Jovanotti va oltre e parla di successo come “gioia” nel fare le cose, e soprattutto nel donarle, e ricevere quei sorrisi, quei “regali” dagli altri, che per lui sono uno scopo, la forza per andare avanti giorno dopo giorno, per non essere “incatenato” a un successo fine a se stesso. “Non ci sono cose più o meno riuscite. C’è la vita di ogni giorno – afferma il cantante – lo sforzo continuo di rinnovarsi ogni giorno e in questo tentativo non c’è sconfitta perché il tentativo vale per sé, il lavoro vale per sé: il risultato è un dettaglio”. Per lui la gioia è infatti come un credo, è una forza dal “potere salvifico”, la sua ragione di continuare: “Oso pensare – continua – che l’Aldilà non sia altro che questo: un comico che ti fa ridere, un artista che ti fa emozionare, una risposta dell’altro. Tutto questo ti fa provare cos’è l’Aldilà. Ho questo sospetto: che l’eternità sia gioia, estasi, fusione degli elementi”. Per Lorenzo, però, non c’è felicità se la gioia non si può condividere con qualcuno: “Il successo è vedere una risposta negli occhi degli altri. Vedere le loro reazioni… in quel momento ritorno bambino, a quando avevo 6 anni, e ho come la sensazione di tornare a casa e far sorridere la mia mamma”.

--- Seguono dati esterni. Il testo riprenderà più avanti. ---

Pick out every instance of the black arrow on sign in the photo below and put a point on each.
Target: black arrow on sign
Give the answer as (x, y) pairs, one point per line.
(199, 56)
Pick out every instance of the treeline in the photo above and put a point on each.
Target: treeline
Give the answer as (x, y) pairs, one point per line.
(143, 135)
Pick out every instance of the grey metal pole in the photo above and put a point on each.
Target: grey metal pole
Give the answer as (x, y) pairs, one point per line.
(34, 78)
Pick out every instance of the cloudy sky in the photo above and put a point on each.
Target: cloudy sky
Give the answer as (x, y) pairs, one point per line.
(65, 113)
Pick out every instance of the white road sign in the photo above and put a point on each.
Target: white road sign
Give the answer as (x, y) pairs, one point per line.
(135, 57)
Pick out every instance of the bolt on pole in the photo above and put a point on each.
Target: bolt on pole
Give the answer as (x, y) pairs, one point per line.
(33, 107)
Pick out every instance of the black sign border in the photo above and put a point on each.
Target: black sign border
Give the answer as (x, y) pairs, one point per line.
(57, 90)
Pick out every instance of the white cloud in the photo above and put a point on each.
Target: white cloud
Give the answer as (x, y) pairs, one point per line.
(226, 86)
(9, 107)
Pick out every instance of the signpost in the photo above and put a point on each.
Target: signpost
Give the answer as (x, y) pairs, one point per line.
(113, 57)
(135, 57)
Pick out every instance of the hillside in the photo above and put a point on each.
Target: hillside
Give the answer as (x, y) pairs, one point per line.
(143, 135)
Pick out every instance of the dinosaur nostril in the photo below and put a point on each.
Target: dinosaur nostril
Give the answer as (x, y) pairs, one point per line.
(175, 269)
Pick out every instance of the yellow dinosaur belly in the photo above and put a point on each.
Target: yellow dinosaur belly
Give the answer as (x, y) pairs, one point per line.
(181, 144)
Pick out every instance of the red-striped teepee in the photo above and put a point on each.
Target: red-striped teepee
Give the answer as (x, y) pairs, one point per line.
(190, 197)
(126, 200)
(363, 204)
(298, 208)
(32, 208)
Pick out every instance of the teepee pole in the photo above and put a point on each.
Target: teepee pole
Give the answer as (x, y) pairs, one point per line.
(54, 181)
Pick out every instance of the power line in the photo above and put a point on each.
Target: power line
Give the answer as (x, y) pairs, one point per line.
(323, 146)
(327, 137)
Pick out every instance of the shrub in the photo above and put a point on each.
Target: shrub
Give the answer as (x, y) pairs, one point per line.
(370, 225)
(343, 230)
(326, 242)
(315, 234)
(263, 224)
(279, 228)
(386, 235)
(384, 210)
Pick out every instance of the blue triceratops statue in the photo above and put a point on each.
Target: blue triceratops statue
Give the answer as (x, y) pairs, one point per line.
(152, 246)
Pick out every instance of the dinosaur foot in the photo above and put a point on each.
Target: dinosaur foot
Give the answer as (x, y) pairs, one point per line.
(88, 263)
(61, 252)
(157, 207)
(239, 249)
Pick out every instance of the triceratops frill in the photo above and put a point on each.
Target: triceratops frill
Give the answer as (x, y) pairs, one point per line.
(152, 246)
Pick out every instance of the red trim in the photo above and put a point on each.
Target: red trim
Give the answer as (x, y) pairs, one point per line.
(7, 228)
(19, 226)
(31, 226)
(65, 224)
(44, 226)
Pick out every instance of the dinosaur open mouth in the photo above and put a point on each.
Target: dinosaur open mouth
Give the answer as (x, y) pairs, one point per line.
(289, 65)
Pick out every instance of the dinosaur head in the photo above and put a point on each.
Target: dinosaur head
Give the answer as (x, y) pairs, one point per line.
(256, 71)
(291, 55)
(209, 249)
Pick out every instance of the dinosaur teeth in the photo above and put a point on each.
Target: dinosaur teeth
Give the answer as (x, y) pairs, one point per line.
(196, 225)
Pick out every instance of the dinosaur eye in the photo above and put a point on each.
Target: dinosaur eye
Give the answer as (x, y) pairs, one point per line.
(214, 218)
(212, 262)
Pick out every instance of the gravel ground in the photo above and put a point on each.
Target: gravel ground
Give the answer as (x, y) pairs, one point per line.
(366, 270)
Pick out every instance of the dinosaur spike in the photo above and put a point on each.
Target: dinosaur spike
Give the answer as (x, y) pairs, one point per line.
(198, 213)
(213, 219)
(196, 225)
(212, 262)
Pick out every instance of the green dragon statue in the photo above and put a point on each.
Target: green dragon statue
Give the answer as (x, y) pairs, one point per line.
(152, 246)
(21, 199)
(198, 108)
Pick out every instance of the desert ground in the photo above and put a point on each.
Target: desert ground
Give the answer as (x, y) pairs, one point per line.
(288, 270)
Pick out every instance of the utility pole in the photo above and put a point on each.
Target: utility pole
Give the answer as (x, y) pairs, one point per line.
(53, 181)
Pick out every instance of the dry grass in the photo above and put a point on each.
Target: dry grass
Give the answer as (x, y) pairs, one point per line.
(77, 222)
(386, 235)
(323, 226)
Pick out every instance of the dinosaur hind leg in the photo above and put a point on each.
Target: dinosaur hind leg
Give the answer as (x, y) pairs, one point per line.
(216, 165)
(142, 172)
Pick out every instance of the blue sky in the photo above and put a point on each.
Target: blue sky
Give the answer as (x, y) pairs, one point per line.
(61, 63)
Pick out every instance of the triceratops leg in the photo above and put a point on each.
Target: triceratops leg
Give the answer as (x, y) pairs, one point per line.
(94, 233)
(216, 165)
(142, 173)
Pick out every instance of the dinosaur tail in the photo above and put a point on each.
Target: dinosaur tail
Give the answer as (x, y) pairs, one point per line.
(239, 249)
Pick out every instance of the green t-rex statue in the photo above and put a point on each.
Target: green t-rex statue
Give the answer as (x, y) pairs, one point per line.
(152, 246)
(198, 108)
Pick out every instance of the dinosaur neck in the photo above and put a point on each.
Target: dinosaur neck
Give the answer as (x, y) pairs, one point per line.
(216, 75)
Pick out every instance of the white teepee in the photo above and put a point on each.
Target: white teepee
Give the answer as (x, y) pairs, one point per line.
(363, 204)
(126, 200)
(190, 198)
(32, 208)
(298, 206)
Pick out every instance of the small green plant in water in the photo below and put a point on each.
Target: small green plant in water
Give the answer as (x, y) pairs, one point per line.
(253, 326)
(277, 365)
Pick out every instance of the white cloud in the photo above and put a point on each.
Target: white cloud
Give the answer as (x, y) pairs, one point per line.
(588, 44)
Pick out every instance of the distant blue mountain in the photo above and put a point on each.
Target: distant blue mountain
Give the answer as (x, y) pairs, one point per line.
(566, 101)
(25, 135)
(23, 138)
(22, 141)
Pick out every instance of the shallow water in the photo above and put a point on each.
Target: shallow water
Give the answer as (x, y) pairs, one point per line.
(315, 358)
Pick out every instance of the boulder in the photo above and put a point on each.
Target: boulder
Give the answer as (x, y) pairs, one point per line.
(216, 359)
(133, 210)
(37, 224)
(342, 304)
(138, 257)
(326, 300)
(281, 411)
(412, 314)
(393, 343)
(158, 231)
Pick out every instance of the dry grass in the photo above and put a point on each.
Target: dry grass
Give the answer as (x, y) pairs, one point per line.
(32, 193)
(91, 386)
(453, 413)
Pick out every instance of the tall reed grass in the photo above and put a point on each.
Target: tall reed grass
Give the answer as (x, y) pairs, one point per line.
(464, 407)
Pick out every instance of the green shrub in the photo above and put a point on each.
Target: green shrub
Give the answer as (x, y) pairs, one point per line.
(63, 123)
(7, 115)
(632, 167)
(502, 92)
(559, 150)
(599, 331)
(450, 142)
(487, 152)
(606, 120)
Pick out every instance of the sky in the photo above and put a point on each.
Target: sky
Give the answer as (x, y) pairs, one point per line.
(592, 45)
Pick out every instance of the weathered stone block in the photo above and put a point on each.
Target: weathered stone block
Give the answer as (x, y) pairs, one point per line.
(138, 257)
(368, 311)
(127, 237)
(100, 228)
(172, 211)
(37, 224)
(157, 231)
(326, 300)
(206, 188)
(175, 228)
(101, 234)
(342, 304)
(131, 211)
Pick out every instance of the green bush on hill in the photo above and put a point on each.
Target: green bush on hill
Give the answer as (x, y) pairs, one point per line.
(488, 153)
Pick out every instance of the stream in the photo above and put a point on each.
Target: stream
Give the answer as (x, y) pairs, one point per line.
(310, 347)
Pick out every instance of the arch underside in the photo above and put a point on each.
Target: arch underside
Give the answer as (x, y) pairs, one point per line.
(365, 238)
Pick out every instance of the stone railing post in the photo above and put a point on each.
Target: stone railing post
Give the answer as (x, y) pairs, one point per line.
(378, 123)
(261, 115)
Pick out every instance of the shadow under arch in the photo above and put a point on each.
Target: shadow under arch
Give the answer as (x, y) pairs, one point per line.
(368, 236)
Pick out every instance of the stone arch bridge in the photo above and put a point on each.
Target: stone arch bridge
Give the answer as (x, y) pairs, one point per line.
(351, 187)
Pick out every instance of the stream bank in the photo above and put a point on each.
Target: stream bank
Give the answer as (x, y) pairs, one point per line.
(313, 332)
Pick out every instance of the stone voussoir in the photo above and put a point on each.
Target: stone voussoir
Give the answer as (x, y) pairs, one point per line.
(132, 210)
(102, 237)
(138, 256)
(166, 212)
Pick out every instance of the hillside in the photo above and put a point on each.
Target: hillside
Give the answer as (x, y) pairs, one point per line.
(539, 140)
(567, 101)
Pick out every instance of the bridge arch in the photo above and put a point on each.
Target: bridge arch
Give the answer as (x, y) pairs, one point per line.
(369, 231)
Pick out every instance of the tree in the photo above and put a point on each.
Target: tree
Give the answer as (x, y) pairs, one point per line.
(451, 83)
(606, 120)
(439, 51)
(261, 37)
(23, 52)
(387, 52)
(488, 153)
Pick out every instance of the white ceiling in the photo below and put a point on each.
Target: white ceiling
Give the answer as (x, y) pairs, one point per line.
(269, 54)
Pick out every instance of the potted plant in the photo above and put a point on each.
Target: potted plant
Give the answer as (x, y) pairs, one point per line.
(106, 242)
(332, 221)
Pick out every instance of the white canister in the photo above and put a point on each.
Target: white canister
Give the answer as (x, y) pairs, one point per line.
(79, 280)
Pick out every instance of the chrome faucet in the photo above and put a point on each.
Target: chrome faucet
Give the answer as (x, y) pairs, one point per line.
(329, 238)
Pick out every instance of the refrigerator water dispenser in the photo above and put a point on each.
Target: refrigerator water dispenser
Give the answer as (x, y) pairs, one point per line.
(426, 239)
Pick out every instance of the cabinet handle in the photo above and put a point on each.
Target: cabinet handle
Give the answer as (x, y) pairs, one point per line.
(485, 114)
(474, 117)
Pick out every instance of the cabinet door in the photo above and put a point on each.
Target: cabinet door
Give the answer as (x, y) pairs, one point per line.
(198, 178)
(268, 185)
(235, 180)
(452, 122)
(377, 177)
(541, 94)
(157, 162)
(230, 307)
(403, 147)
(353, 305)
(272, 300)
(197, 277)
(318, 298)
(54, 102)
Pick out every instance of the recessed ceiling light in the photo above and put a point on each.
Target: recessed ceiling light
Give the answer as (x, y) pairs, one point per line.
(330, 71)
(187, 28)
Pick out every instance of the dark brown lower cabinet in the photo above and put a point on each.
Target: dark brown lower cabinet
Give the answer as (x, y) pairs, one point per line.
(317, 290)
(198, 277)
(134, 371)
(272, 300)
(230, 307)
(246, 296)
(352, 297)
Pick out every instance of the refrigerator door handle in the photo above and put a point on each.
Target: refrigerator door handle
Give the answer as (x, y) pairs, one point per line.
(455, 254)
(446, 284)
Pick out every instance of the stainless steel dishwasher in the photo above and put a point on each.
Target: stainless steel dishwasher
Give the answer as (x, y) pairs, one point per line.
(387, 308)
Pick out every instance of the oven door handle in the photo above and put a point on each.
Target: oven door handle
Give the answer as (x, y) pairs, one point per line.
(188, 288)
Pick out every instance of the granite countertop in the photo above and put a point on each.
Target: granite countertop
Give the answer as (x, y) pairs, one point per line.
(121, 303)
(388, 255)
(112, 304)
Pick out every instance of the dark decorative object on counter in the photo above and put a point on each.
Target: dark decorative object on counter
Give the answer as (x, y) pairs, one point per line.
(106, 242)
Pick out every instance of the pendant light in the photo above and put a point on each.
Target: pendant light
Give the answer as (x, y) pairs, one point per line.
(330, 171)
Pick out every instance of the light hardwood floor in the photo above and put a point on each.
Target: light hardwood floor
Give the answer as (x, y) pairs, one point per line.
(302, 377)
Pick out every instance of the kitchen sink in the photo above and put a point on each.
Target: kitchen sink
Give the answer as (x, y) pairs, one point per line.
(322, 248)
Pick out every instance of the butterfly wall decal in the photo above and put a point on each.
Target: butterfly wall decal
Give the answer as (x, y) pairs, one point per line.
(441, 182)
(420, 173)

E poi, il consiglio finale, che sembra racchiudere a pennello il senso dell’intero incontro e arriva dritto al cuore del discorso: “Il successo è il lavoro, giorno dopo giorno senza mai arrendersi, ma soprattutto è riuscire a lavorare con gioia, come fanno i bambini quando giocano”. Con la loro innocenza.